Friday February 9
Research Center for Statistics, Geneva School of Economics and Management, University of Geneva
A prediction divergence criterion for model selection and classification in high dimensional settings
A new class of model selection criteria is proposed which is suited for stepwise approaches or can be used as selection criteria in penalized estimation based methods. This new class, called the d-class of error measure, generalizes Efron's q-class. This class not only contains classical criteria such as Mallow's Cp or the AIC, but also enables one to define new criteria that are more general. Within this new class, we propose a model selection criterion based on a prediction divergence between two nested models' predictions that we call the Prediction Divergence Criterion (PDC). The PDC provides a different measure of prediction error than a criterion associated to each potential model within a sequence and for which the selection decision is based on the sign of differences between the criteria.
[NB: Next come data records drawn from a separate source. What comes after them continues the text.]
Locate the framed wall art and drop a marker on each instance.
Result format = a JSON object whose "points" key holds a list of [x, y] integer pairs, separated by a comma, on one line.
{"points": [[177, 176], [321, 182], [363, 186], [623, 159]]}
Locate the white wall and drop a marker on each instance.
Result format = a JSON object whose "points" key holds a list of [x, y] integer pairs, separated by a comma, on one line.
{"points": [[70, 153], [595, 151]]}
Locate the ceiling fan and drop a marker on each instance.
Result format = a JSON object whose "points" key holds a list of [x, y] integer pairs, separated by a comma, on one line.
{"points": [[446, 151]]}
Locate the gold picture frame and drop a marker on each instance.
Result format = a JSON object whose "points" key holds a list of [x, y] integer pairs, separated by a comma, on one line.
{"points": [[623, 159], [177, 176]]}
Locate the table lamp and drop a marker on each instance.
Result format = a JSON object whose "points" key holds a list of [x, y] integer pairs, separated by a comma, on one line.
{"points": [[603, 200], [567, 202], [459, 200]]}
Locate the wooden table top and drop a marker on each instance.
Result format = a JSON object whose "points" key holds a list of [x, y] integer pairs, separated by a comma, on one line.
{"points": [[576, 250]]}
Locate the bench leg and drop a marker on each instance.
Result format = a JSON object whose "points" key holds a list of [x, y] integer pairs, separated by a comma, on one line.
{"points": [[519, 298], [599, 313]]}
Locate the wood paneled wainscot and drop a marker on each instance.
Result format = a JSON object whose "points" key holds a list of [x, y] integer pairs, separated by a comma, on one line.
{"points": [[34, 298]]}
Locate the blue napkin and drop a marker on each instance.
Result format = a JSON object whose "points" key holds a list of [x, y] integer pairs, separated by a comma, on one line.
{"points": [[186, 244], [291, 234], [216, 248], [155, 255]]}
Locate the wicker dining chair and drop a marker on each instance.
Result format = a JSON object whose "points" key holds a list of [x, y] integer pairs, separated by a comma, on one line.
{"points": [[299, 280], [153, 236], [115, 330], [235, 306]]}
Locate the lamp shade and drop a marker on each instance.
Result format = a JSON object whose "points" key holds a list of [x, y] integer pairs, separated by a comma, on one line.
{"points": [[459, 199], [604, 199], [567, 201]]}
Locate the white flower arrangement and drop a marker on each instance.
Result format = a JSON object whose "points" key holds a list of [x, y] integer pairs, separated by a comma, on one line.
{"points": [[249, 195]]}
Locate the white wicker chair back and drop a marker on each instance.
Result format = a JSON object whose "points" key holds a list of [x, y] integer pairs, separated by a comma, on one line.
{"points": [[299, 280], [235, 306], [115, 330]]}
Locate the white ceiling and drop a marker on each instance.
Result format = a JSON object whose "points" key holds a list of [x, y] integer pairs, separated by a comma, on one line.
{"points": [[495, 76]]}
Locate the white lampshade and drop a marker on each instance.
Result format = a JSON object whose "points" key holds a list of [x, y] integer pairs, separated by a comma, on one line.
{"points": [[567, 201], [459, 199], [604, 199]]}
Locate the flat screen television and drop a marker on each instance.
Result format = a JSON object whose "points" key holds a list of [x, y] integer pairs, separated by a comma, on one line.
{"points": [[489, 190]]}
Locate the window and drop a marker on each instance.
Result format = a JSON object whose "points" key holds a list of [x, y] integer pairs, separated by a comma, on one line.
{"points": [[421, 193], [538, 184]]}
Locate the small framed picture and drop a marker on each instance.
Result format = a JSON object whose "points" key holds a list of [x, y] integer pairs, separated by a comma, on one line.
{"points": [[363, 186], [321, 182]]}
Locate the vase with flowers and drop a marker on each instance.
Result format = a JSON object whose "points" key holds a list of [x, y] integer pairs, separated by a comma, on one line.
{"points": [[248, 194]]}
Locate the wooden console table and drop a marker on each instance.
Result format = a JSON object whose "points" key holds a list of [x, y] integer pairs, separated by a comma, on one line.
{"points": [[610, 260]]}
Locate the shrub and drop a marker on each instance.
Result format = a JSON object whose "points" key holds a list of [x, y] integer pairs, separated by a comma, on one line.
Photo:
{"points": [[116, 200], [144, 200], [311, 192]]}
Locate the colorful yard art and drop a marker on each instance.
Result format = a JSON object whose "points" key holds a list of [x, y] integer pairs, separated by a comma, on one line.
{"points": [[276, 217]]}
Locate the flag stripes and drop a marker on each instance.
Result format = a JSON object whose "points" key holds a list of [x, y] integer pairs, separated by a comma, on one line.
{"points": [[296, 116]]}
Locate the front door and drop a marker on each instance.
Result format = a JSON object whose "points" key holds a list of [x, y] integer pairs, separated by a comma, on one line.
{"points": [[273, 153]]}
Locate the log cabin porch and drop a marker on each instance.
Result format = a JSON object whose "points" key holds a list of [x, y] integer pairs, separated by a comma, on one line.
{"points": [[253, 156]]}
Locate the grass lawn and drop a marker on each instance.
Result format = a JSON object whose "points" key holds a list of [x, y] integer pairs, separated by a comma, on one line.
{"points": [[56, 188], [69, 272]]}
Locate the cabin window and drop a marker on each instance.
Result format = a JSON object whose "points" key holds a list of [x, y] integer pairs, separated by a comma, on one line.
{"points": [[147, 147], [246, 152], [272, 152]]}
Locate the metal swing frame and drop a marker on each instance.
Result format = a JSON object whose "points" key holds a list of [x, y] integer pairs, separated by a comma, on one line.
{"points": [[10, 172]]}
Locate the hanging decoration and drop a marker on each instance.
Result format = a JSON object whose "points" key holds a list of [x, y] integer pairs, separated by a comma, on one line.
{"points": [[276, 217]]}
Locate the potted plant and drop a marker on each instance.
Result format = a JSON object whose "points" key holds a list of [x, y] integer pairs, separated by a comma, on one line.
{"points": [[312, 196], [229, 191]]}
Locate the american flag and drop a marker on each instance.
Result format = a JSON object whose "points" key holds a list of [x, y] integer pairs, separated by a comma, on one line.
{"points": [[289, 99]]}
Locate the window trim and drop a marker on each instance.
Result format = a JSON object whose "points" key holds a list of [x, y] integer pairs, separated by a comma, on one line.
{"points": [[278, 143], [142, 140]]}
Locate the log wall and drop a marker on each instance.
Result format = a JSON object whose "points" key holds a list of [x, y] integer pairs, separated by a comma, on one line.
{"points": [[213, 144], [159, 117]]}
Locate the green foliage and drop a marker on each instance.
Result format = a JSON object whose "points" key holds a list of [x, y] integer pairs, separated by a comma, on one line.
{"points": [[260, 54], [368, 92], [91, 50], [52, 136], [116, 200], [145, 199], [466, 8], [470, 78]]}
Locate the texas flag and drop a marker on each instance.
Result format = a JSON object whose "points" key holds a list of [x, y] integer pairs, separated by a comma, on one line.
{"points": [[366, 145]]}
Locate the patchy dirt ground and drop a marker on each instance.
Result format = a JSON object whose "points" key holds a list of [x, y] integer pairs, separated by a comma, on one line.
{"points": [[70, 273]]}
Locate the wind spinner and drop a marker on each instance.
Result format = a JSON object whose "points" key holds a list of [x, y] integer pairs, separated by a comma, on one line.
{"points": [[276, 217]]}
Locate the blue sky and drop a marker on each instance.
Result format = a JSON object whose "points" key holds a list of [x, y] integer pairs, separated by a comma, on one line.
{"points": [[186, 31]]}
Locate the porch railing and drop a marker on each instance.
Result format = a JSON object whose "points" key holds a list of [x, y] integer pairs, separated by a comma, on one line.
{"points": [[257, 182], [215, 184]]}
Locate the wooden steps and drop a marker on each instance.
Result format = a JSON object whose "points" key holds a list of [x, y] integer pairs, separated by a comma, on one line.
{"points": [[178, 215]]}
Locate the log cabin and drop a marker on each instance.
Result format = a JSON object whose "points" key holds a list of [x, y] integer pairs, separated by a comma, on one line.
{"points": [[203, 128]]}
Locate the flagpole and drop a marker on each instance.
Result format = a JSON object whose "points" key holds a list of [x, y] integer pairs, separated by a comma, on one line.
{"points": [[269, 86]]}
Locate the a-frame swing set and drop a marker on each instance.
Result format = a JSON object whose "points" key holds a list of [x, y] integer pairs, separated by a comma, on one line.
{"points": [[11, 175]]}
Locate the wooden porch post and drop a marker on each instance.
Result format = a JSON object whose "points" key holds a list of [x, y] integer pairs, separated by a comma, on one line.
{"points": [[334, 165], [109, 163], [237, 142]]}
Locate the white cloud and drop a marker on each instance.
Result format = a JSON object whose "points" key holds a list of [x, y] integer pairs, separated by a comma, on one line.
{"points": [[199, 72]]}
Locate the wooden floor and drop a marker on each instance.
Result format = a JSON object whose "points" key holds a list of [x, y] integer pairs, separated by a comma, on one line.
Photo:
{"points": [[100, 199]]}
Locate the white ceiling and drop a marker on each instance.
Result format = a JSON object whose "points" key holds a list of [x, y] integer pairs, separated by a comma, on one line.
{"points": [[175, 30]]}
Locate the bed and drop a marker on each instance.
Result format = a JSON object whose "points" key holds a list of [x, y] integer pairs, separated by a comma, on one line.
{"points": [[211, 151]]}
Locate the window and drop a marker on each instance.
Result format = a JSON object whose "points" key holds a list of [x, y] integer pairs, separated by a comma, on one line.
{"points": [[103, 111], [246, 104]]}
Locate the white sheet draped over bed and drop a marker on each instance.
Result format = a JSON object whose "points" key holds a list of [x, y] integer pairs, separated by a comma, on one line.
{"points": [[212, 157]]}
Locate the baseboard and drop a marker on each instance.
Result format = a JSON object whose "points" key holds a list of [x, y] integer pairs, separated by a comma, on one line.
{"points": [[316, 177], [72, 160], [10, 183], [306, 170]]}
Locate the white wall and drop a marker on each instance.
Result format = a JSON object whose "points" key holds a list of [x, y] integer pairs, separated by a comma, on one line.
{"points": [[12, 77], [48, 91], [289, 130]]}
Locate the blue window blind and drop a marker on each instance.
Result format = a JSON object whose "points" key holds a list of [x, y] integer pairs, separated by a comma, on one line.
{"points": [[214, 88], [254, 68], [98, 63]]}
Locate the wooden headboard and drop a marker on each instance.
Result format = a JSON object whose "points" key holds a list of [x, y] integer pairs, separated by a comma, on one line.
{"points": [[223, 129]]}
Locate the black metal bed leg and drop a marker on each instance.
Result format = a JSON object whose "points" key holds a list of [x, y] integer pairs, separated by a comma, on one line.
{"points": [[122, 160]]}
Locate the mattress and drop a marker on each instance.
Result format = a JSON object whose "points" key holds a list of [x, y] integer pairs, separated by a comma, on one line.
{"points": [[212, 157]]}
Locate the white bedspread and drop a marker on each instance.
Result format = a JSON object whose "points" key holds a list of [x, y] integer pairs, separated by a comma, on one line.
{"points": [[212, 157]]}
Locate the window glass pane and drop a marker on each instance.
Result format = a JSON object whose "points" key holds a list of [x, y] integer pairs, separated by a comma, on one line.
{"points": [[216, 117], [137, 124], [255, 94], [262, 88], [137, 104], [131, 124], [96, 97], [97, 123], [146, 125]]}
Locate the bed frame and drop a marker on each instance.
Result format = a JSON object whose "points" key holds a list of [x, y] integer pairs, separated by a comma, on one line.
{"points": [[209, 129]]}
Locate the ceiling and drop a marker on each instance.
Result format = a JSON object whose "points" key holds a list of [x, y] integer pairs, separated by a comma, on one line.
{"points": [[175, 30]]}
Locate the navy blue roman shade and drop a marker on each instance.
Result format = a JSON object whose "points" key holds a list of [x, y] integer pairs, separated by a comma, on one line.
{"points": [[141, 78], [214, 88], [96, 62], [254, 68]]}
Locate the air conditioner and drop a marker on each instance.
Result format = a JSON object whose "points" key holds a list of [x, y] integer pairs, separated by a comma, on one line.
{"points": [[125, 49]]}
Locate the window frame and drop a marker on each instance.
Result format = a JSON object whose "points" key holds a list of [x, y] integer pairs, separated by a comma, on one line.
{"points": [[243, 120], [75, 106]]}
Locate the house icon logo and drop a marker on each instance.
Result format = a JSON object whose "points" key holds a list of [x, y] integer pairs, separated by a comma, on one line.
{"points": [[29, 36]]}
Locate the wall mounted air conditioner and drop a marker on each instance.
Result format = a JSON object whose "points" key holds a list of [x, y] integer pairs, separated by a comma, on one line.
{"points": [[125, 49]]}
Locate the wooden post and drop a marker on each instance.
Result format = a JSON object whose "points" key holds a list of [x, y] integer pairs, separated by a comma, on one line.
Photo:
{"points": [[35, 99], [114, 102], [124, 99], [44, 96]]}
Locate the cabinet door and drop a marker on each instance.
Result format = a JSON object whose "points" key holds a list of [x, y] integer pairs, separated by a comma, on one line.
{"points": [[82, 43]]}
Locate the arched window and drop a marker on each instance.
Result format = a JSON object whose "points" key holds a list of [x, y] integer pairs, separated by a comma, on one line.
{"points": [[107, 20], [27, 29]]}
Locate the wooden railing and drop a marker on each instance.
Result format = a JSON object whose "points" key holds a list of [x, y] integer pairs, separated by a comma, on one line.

The PDC directly measures the prediction error divergence between two nested models. As examples, we consider the linear regression models and (supervised) classification. We show that a selection procedure based on the PDC, compared to the Cp (in the linear case), has a smaller probability of overfitting hence leading to parsimonious models for the same out-of-sample prediction error. The PDC is particularly well suited in high dimensional and sparse situations and also under (small) model misspecifications. Examples on a malnutrition study and on acute leukemia classification will be presented.